2.2.4. Pengembangan Sektor Pariwisata dan Industri
Sektor pariwisata dan industri merupakan salah satu komponen dalam pembangunan ekonomi. Pembangunan pariwisata dan industri harus dilakukan secara berkelanjutan sehingga memberikan manfaat langsung untuk kesejahteraan masyarakat. Arah kebijakan dalam pengembangan sektor pariwisata meliputi: pemasaran pariwisata nasional dengan mendatangkan jumlah wisatawan nusantara dan mancanegara; pembangunan destinasi pariwisata dengan meningkatkan daya tarik daerah tujuan wisata sehingga berdaya saing di dalam dan luar negeri; pembangunan industri pariwisata dengan meningkatkan partisipasi usaha lokal dalam industri pariwisata nasional serta meningkatkan keragaman dan daya saing produk dan jasa pariwisata nasional di setiap destinasi pariwisata yang menjadi fokus pemasaran; dan pembangunan kelembagaan pariwisata dengan membangun sumberdaya manusia pariwisata serta organisasi kepariwisataan nasional. Arah kebijakan dalam pengembangan sektor industri meliputi pengembangan perwilayahan industri di luar Pulau Jawa, penumbuhan populasi industri, serta peningkatan daya saing dan produktivitas.

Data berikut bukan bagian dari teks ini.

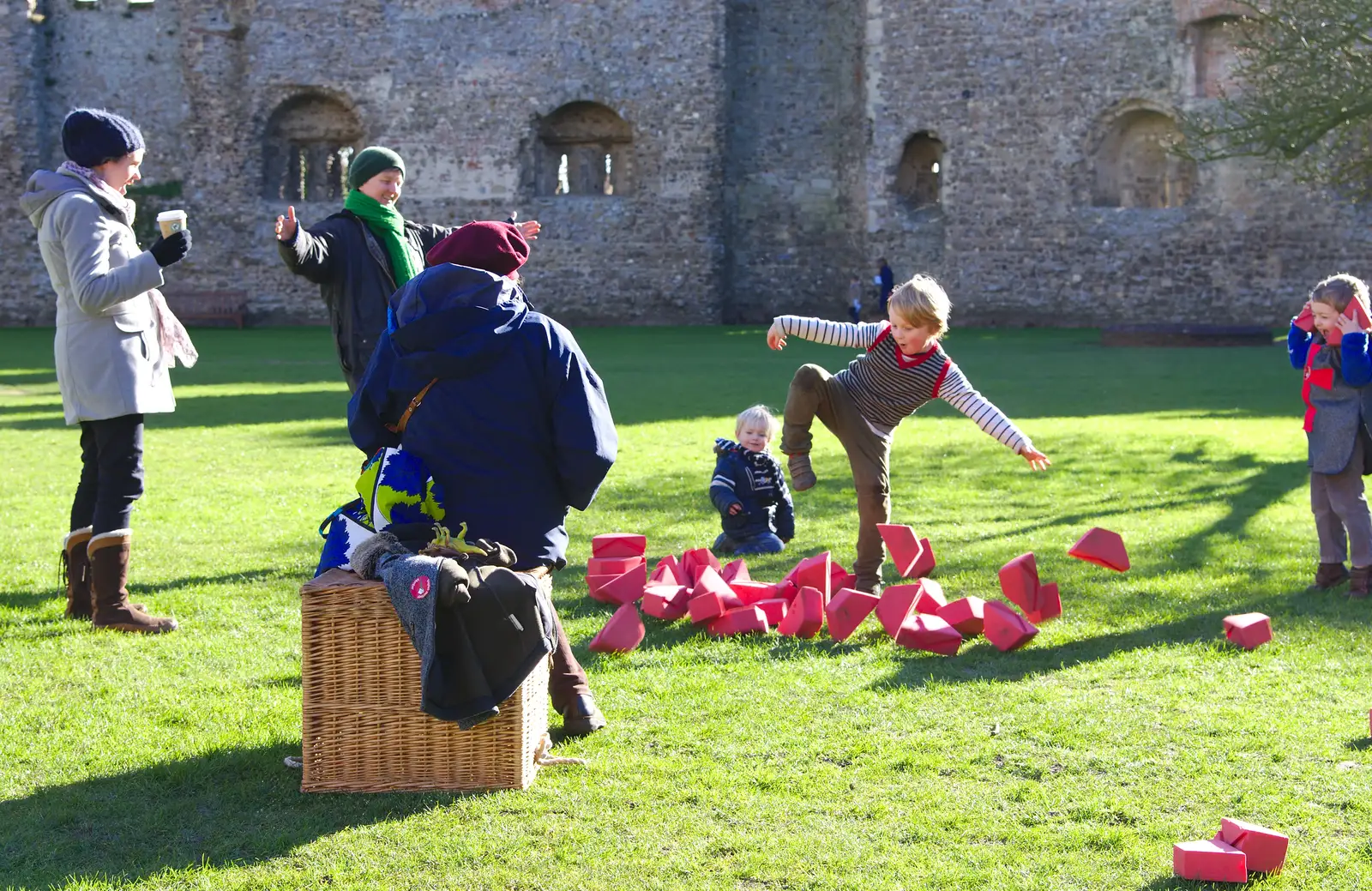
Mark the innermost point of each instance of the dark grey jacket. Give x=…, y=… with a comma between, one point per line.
x=354, y=274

Kontribusi sektor pariwisata terhadap perekonomian Provinsi Papua masih rendah dibandingkan dengan potensi pariwisata yang dimilikinya. Wisatawan asing maupun domestik yang berkunjung ke Papua belum begitu besar. Jumlah wisatawan yang berkunjung ke tempat wisata di Papua meningkat setiap tahunnya walaupun peningkatan jumlah kunjungan tersebut dianggap tidak signifikan. Hal ini juga terlihat dari jumlah tamu yang menginap di hotel dan akomodasi lainnya di Provinsi Papua dibandingkan Indonesia secara keseluruhan Tahun 2010-2014 (Gambar 20). Jumlah tamu asing dan domestik pada hotel dan akomodasi lain di Papua mengalami peningkatan terutama pada tahun 2013 sebesar 147,62 persen dari tahun sebelumnya yaitu dari 364.763 orang menjadi 903.225 orang. Sementara itu, tingkat kunjungan ke objek wisata di Papua ditargetkan meningkat 2000 orang setiap tahunnya. Salah satu penyebab peningkatan jumlah kunjungan yang tidak signifikan adalah terkendala biaya transportasi yang sulit untuk menjangkau lokasi wisata. Pertimbangan faktor biaya karena sulitnya transportasi menjadi salah satu kendala bagi wisatawan yang berkunjung ke Papua.
Gambar 20
Jumlah Tamu yang Menginap Tahun 2010-2014
Sumber: BPS, 2014
Sektor pariwisata mampu mendorong pertumbuhan ekonomi melalui penyediaan lapangan kerja dan menjadi multiplier effect untuk pengembangan sektor perekonomian yang lain. Objek wisata yang dimiliki Papua belum ditata dengan baik menjadi daya tarik wisata unggulan, padahal potensinya sangat besar karena alam yang dimiliki masih asli dan memiliki budaya khas dan unik Papua. Salah satu objek wisata yang menarik di Papua adalah keberadaan salju abadi di Pegunungan Tengah dan Taman Nasional Lorentz yang menjadi kawasan konservasi terluas di Asia Tenggara. Kawasan ini tersebar di Kabupaten Jayawijaya, Mimika, Puncak Jaya, dan Asmat. UNESCO menetapkan Taman Nasional Lorentz menjadi situs warisan dunia yang memiliki lebih dari 43 jenis ekosistem, kawasan daerah tropis yang memiliki gletser di Puncak Cartenz, dan Danau Habema yang dihiasi padang rumput dan rawa-rawa.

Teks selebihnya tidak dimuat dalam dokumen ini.